Robust Bayes analysts (Berger 1994) have used many ways to define a class of priors, including
Parametric conjugate families,
Parametric but non-conjugate families,
Density-ratio (bounded density distributions),
epsilon-contamination, mixture, quantile classes, etc., and
Bounds on cumulatives.
The structure that Basu (1994) uses to represent uncertainty about the prior is a distribution band (which we call a p-box). It bounds cumulative distributions, rather than bounding densities or specifying the class in some other way. I think that this approach has not been very popular in robust Bayes analysis because it leads to the following striking triviality result.
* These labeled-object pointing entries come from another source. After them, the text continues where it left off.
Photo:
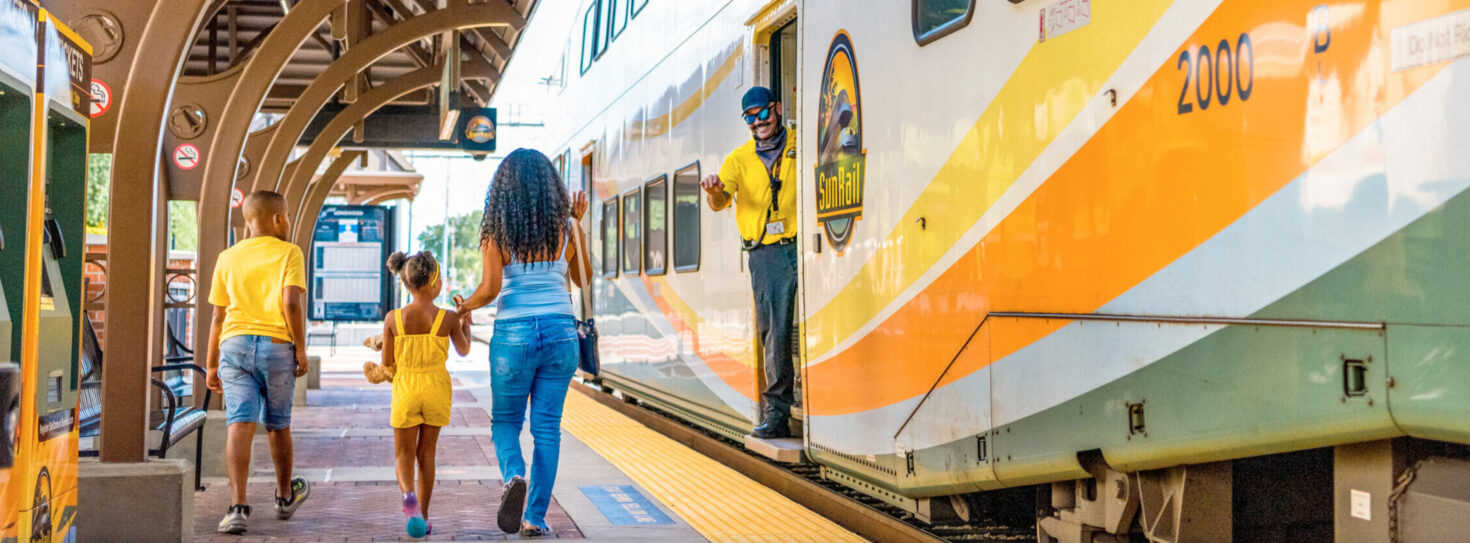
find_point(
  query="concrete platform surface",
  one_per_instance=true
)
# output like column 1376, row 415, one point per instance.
column 344, row 446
If the prior distribution and the normalized integral of likelihood function are both constrained only by a p-box (distribution band), then, no matter the particular details of the shapes of those p-boxes, all one can ever conclude about the posterior is its range, which is always simply the intersection of the supports of the two p-boxes. It’s easy to see why this is so. If the prior and likelihood are only constrained by bounds on their integrals, then the respective classes of priors and likelihood functions must include members that cancel each other out in the way depicted in the graph at right. A shoulder on a CDF corresponds to zero density. Thus we can make the posterior surely zero everywhere where the prior and likelihood overlap, which is the intersection of their supports. We can also adjust the two functions so they cancel each other out everyone except at a single point. Because of the renormalization of mass, all the probability will flow to that point. This would make the posterior a delta function will unit probability mass at that point. We can of course place that point anywhere where the prior and likelihood overlap, which again is the intersection of their supports. Because the probability mass of the posterior can be as high as one or as low as zero anywhere, its p-box description is an interval on the intersection of the supports of the prior and the likelihood, as depicted in the graph at right. This is trivial because we knew this restriction before we knew anything about the prior or the likelihood.
We would like to explore how the additional assumptions that Basu (1994) made about symmetry and unimodality can obviate this triviality result. It would seem that unimodality alone would suffice to preclude the trivial result. What outcome could be inferred under that assumption? What other reasonable assumptions might be made, short of distributional assumption (see the previous problem), and what can be said about the posterior under such assumptions?
Our desire is to be able to make useful calculations in the face of substantial epistemic uncertainty about the prior and likelihood. It would be most useful to have a suite of results that apply under different sets of assumptions of varying strength ranging from knowing the likelihood function and prior distribution family and parameters perfectly to knowing virtually nothing about them (where the triviality result might be the best possible inference).
References
Basu, S. (1994). Variations of posterior expectations for symmetric unimodal priors in a distribution band. Sankhyā: The Indian Journal of Statistics, Series A 56: 320-334.
Basu, S., and A. DasGupta (1995). Robust Bayesian analysis with distribution bands. Statistics and Decisions 13: 333-349.